[W]hile Palestinians and their supporters saw the court ruling as a moral victory, the practical result is an expansion of the settlement enterprise. Several experts said the agreement further diminishes the prospects for a two-state solution to the Israeli-Palestinian conflict, and some saw the deal as a sign that [Israeli Prime Minister] Netanyahu was leaning toward a unilateral rather than bilateral approach to the issue, with Israel essentially defining the borders of a future Palestinian state.On Sunday, the justices relented a bit and said the illegal buildings didn't have to be demolished until November. That's Israel (and often democracy) for you -- one step forward, .95 or 1.05 of a step back. No matter when the homes are demolished, the Ulpana operation is scant cause for optimism. Getting Beit El's 5,600 residents to leave as part of a two-state settlement would probably not go as smoothly. Most are orthodox Jews, including many Russian emigres, who consider their home part of greater Israel. The site's association with the great patriarch Jacob would make things especially complicated on the day the IDF was sent to roust the townspeople.
But a little bit more good news is that there are settlements, and there are settlements, as we St. John's pilgrims learned on June 24 at the Holy Land Hotel in east Jerusalem during a thoughtful talk by Ophir Yarden, an Israeli veteran, self-described religious Zionist, and peace activist who teaches at BYU's Jerusalem Center.
To get us started, Yarden surveyed the vast Talmudic landscape of Israeli opinion on security and the peace process, helping us understand that there's a legitimate-sounding response to every opinion and nostrum offered by foreign visitors who've been watching the news or reading the paper and decide we've figured it all out. He especially stressed taking care about our terminology. When someone mentioned the controversial separation wall, which we'd seen the day before at Bethlehem, he reminded us that forbidding Berlin Wall-like structures comprise just five percent of the barrier dividing Israel from the West Bank. Security fence, he said, would be a less-provocative description, since its construction (if not all of Israel's opportunistic choices about its location) seemed justifiable as a security measure during the second intifada in 2000-04.

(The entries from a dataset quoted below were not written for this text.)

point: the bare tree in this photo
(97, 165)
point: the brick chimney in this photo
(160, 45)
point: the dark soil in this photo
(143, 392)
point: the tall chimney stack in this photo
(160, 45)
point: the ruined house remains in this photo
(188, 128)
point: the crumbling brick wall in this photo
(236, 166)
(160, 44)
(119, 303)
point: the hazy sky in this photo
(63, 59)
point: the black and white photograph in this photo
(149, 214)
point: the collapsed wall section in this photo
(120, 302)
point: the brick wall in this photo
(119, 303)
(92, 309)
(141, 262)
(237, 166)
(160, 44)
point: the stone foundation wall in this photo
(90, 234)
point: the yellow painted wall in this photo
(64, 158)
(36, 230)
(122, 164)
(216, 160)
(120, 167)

On the other side of the debate are Israeli hawks who oppose current U.S. policy, which calls for Israel to return to its 1967 borders with land swaps. Fretting that pre-June 1967 Israel was only a little more than nine miles wide at its narrowest point, critics claim the Obama administration and Palestinians want to impose indefensible "Auschwitz borders" on Israel -- failing to acknowledge, Yarden noted, that she capably defended the same borders in 1967's Six-Day War, when Israel won the West Bank from Jordan, Gaza and the Sinai from Egypt, and the Golan Heights from Syria.

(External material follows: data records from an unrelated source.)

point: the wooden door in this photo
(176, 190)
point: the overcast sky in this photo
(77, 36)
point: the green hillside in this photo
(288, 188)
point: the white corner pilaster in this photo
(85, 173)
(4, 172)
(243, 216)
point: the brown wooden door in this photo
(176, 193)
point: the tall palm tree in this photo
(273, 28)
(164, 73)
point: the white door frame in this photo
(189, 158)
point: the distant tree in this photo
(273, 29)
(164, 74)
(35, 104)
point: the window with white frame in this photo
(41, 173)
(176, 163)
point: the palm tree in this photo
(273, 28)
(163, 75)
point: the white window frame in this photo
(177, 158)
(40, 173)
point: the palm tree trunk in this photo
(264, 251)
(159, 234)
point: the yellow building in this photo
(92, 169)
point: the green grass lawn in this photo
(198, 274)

As for the settlements, Yarden insists that they haven't yet doomed the two-state solution. He said that most settlers aren't religious zealots clinging to their birthright in Hebron or the rock where Jacob purportedly laid his head the night he dreamed about his ladder. Of the settlement population of 500,000, about 70% actually live in the suburbs of Jerusalem, many having been attracted not by ghostly voices of the patriarchs but the lure of cheaper, government-subsidized housing. Yarden said that if these 350,000 want their homes to stay in Israel, all Israel has to do is give up 1% of its territory elsewhere along the border.
The problem is that many of the remaining 150,000 live in communities like Beit El that are deeper in the West Bank, often complicate the geographical integrity of Palestine, and in some cases shelter residents who might not leave peaceably. Know all that, this pilgrim -- still taking care not to take sides -- hopes that Israel will stop building and expanding settlements and the Palestinians will stop saying no.